Over the past few months, reactivating the Rockaway Beach has because the cause célèbre for 2012 amongst rail activists. It’s a long shot that may benefit from Gov. Andrew Cuomo’s desires to bring a giant casino to the Ozone Park area, but it’s certainly rankling and inspiring Queens residents along the long-dormant right of way.
Recently, I explored how the project’s proponents were making a compelling case for the Rockaway Beach Line. It’s not particularly tough to figure out how reviving a dormant right of way that crosses numerous subway lines and could provide a fast ride to Midtown Manhattan from some rather isolated neighborhoods would benefit the city, but it’s an argument that needs to be heard.
It needs to be heard because elected officials are now the ones parroting NIMBY talking points. Enter Karen Koslowitz, a City Council member from Forest Hills. A few weeks ago, she railed against the rail line at a Community Board meeting. The Times-Ledger was on the scene:
“It will affect the neighborhood in an extremely negative way,” said Koslowitz. “The train will burden residents who have built their homes close to those tracks. We cannot allow another train to come through our neighborhood.”
“It’s an intrusion on private property,” she said.
The Regional Rail Working Group Rockaway Subcommittee, a transit advocacy group, released options for the line in February. The options include a plan that would build two stations at Rego Park and Aqueduct Race Track. The revived railroad line could potentially be used to shuttle passengers from Penn Station to Resorts World Casino and a proposed convention center at Aqueduct in South Ozone Park.

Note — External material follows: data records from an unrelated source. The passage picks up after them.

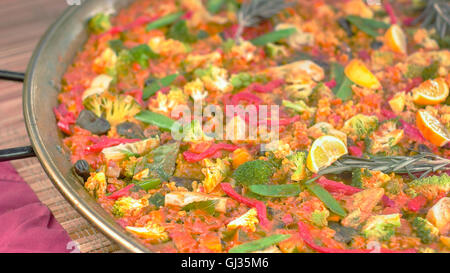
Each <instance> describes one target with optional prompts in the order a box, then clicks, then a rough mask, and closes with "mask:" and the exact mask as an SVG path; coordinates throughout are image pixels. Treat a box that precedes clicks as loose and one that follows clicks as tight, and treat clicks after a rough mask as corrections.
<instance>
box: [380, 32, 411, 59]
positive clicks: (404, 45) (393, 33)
mask: <svg viewBox="0 0 450 273" xmlns="http://www.w3.org/2000/svg"><path fill="white" fill-rule="evenodd" d="M384 38H385V40H386V44H387V45H388V46H389V47H390V48H391V50H392V51H394V52H397V53H403V54H406V53H407V43H406V35H405V32H403V30H402V28H401V27H399V26H398V25H392V26H391V27H390V28H389V29H388V30H387V31H386V34H384Z"/></svg>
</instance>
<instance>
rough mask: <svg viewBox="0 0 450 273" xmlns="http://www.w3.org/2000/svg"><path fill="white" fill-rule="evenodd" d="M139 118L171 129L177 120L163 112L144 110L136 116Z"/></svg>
mask: <svg viewBox="0 0 450 273" xmlns="http://www.w3.org/2000/svg"><path fill="white" fill-rule="evenodd" d="M135 118H136V119H137V120H140V121H142V122H145V123H148V124H152V125H155V126H158V127H159V128H161V129H165V130H171V129H172V126H173V124H174V123H175V121H174V120H173V119H171V118H169V117H166V116H164V115H162V114H158V113H154V112H151V111H148V110H144V111H142V112H140V113H139V114H137V115H136V116H135Z"/></svg>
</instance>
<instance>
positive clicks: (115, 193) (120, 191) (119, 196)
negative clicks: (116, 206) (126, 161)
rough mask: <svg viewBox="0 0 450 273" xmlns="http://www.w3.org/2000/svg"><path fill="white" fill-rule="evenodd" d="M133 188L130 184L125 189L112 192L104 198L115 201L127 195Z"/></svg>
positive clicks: (121, 189) (127, 194) (126, 186)
mask: <svg viewBox="0 0 450 273" xmlns="http://www.w3.org/2000/svg"><path fill="white" fill-rule="evenodd" d="M133 187H134V184H130V185H128V186H126V187H125V188H123V189H120V190H118V191H116V192H114V193H113V194H111V195H108V196H106V198H107V199H111V200H117V199H119V198H120V197H124V196H126V195H128V193H129V192H130V190H131V188H133Z"/></svg>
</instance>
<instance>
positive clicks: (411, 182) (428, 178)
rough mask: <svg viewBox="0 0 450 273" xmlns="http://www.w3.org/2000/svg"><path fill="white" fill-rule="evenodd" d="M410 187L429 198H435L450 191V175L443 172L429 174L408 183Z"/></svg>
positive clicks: (443, 195) (432, 198)
mask: <svg viewBox="0 0 450 273" xmlns="http://www.w3.org/2000/svg"><path fill="white" fill-rule="evenodd" d="M408 186H409V188H410V189H411V190H412V191H413V192H415V193H419V194H422V195H424V196H425V197H426V198H427V199H429V200H433V199H435V198H436V197H438V196H444V195H446V194H448V193H449V192H450V176H449V175H447V174H443V175H441V176H436V175H434V176H429V177H425V178H421V179H416V180H414V181H412V182H410V183H409V184H408Z"/></svg>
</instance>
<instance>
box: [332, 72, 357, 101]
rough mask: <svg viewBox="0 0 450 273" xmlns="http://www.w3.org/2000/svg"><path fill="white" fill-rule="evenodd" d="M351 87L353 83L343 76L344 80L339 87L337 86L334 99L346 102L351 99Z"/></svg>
mask: <svg viewBox="0 0 450 273" xmlns="http://www.w3.org/2000/svg"><path fill="white" fill-rule="evenodd" d="M352 85H353V82H352V81H351V80H350V79H349V78H347V76H345V75H344V79H343V81H342V83H341V85H340V86H337V87H336V89H335V90H333V91H335V95H336V97H338V98H340V99H342V100H348V99H350V98H351V97H352V94H353V91H352Z"/></svg>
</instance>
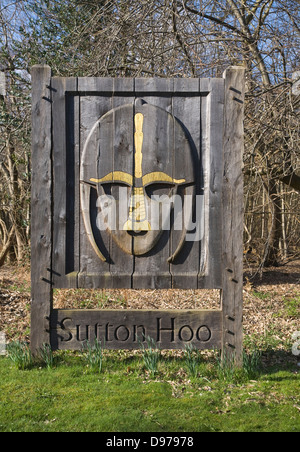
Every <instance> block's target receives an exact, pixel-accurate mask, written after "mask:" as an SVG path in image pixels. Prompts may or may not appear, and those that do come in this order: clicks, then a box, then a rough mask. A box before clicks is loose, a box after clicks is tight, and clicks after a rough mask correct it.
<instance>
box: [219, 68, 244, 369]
mask: <svg viewBox="0 0 300 452" xmlns="http://www.w3.org/2000/svg"><path fill="white" fill-rule="evenodd" d="M224 79H225V118H224V180H223V266H224V270H223V290H222V311H223V355H226V356H228V355H231V356H234V357H235V360H236V363H237V364H238V365H241V364H242V340H243V330H242V316H243V218H244V211H243V209H244V207H243V174H242V165H243V150H244V125H243V119H244V97H245V70H244V69H243V68H241V67H231V68H229V69H228V70H227V71H226V72H225V74H224Z"/></svg>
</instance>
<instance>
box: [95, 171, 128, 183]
mask: <svg viewBox="0 0 300 452" xmlns="http://www.w3.org/2000/svg"><path fill="white" fill-rule="evenodd" d="M90 181H91V182H96V184H101V183H104V182H107V183H109V182H111V183H113V182H123V183H124V184H127V185H131V186H132V185H133V177H132V175H131V174H128V173H124V172H123V171H113V172H112V173H109V174H107V175H106V176H104V177H102V179H90Z"/></svg>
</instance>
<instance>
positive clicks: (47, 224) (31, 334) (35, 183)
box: [31, 66, 52, 353]
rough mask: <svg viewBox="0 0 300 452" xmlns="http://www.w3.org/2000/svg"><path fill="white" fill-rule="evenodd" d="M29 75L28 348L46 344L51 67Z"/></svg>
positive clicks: (48, 294) (47, 67) (49, 194)
mask: <svg viewBox="0 0 300 452" xmlns="http://www.w3.org/2000/svg"><path fill="white" fill-rule="evenodd" d="M31 76H32V86H33V89H32V186H31V298H32V302H31V350H32V351H33V352H34V353H36V352H37V351H38V350H39V348H40V347H41V346H42V345H43V344H44V343H46V344H50V323H49V321H50V313H51V309H52V287H51V284H52V274H51V270H52V263H51V253H52V194H51V192H52V168H51V132H52V125H51V97H52V95H51V69H50V67H49V66H34V67H33V68H32V70H31Z"/></svg>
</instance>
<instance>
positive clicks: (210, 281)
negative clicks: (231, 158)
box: [198, 79, 224, 289]
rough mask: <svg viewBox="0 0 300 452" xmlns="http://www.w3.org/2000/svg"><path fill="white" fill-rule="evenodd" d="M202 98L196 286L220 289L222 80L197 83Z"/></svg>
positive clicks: (222, 136) (221, 285)
mask: <svg viewBox="0 0 300 452" xmlns="http://www.w3.org/2000/svg"><path fill="white" fill-rule="evenodd" d="M206 90H208V92H209V94H208V96H204V97H203V98H202V111H201V121H202V137H203V138H202V159H203V177H204V221H205V225H204V237H203V241H202V248H203V255H202V256H201V265H202V266H203V265H204V267H202V268H201V269H200V274H199V283H198V286H199V287H201V284H202V274H203V272H204V274H205V280H204V287H205V288H208V289H217V288H221V287H222V272H221V271H220V270H221V265H222V264H221V262H222V183H223V123H224V117H223V113H224V80H222V79H209V80H207V81H205V80H203V81H201V91H203V92H205V91H206Z"/></svg>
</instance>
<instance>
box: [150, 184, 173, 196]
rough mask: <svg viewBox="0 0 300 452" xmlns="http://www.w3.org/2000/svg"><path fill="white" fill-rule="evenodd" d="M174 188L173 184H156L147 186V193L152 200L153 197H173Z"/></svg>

“The city is closing schools and shutting down after-school programs,” Koslowitz said. “I would like to know where the money is coming from to rebuild this railway.” Koslowitz said she plans to fight “tooth and nail” against the reopening of the railway and pledged to “bring it up at Council meetings.”
The Queens Chronicle had a few more choice quotes from Koslowitz. “We will protest, even if I have to lie down. We don’t want this in our community,” she said. “The Rockaways need transportation, but not on our backs. We don’t need another train running through that doesn’t service our area.”
It’s hard to wrap my heard around such patently absurd statements from someone elected to represent a neighborhood on the City Council. How does a New Yorker argue so vehemently against increased rail access? How does a politician not understand that rail is what drives the city and what will determine our economic success and future viability?
Koslowitz’s individual arguments aren’t accurate either. Nothing about reactivating an unused but hardly secret right of way is an intrusion on private property, and while people who foolishly built homes abutting rail road tracks may not like it, better rail access would actually improve the neighborhood in an extremely positive way. Furthermore, many of the homes along the right of way were built before the old Rockaway Beach Branch was deactivated. Koslowitz is treating trains as though it is an invading species intent on ruining her idyllic New York City neighborhood, and her words — “we cannot allow another train through here” — are extremely off-putting and historically inaccurate.
Finally, Koslowitz seems to have no grasp on the funding situation in play. If the MTA is tasked with reopening the Rockaway Beach Branch, the state would fund the construction, likely via some incremental financing scheme arranged with Genting, the planned casino operators. She can fight tooth and nail in the City Council, but when it comes to MTA projects, she’ll be facing quite the uphill battle.
Ultimately, we may all be arguing against nothing. The MTA isn’t exactly prioritizing this reactivation, and silence has enveloped the Genting plan. The state hasn’t shown a willingness to see this through, and only locals are fighting over it. Still, Koslowitz and her words are why we do not have an ambitious plan to improve rail access in New York City. NIMBYs are forever fighting against the transportation that has made New York what it is today.